As noted this morning, the preliminary auction clearance rate hit its lowest level of the year this weekend, led by sharp falls across Sydney and to a lesser extent Melbourne.
Mortgage demand had also weakened sharply prior to the rate rise, which historically has portended falling house prices:
SQM Research managing director, Louis Christopher, has become increasing bearish, now forecasting a 7% to 8% fall in Sydney and Melbourne house prices this year amid a sharp drop-off in buyer demand amid soaring mortgage costs:
“Fewer buyers would enter the market as it becomes more difficult to qualify and service a big mortgage”.
“The overall hurdle rate to test home loan applicants will go up and disqualify an increasing number of would-be home buyers and investors, and this in large part is what is going to drag the market down for the rest of 2022 and perhaps beyond.”

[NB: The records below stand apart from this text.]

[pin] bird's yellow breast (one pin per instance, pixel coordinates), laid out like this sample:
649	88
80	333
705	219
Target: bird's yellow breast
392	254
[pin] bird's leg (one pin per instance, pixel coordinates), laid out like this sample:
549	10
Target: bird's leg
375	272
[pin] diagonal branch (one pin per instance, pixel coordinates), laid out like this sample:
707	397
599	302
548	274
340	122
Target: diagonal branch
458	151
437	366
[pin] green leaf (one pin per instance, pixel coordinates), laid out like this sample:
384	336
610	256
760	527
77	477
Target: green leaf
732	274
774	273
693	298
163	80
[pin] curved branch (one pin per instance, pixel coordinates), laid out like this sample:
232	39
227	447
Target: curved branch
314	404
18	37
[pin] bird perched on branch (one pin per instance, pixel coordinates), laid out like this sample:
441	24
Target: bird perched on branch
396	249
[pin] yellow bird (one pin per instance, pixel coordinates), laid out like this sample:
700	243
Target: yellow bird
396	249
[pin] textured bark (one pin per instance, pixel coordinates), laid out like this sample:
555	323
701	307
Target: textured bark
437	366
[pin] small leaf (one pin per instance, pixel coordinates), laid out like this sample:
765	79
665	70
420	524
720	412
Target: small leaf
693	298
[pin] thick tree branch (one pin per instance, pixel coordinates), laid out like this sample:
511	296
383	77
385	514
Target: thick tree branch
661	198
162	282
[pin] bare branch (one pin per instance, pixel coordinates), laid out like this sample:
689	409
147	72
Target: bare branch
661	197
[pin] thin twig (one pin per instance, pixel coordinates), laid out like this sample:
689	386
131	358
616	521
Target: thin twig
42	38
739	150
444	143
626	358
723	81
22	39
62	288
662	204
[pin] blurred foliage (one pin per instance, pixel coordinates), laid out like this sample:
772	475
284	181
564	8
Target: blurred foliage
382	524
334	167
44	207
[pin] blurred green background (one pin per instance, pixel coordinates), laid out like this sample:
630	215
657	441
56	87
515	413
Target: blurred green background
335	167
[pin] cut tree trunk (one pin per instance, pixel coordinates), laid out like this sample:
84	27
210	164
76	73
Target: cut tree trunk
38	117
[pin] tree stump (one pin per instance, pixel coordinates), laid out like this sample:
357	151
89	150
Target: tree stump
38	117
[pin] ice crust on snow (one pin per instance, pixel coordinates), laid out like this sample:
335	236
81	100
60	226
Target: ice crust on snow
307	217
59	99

Tim Lawless, Director of Research at CoreLogic, also believes that rising mortgage rates are causing buyers to “pull back” from the market, which is being reflected in falling auction clearance rates:
“The interest rate decision has put further pressure on the housing market, which was already slowing prior to the rate rise”…
“Rising interest rates and high inflation are eroding household balance sheets, which is causing buyers to pull back”.
“The correlation between clearance rates and the pace of value growth is really strong, so the falling auction clearance rates portend declines in prices, particularly in Sydney and Melbourne.”
Meanwhile, Sydney auctioneer, Clarence White, noted that fewer buyers are bidding at auction amid falling confidence:
“I’ve really noticed that when there are only a small number of bidders, like what we’re seeing now, people back away very quickly and they hesitate to bid”.
“Buyers’ confidence is very low at the moment.”
With most economists tipping the RBA to lift interest rates by at least 200 basis points, mortgage repayments could soar by one-third or more. Accordingly, buyer demand will collapse further, driving a deeper correction in Australian housing values.
The impacts will be greatest in Australia’s largest and most expensive housing markets, Sydney and Melbourne, where buyers are most over-stretched and sensitive to rate rises.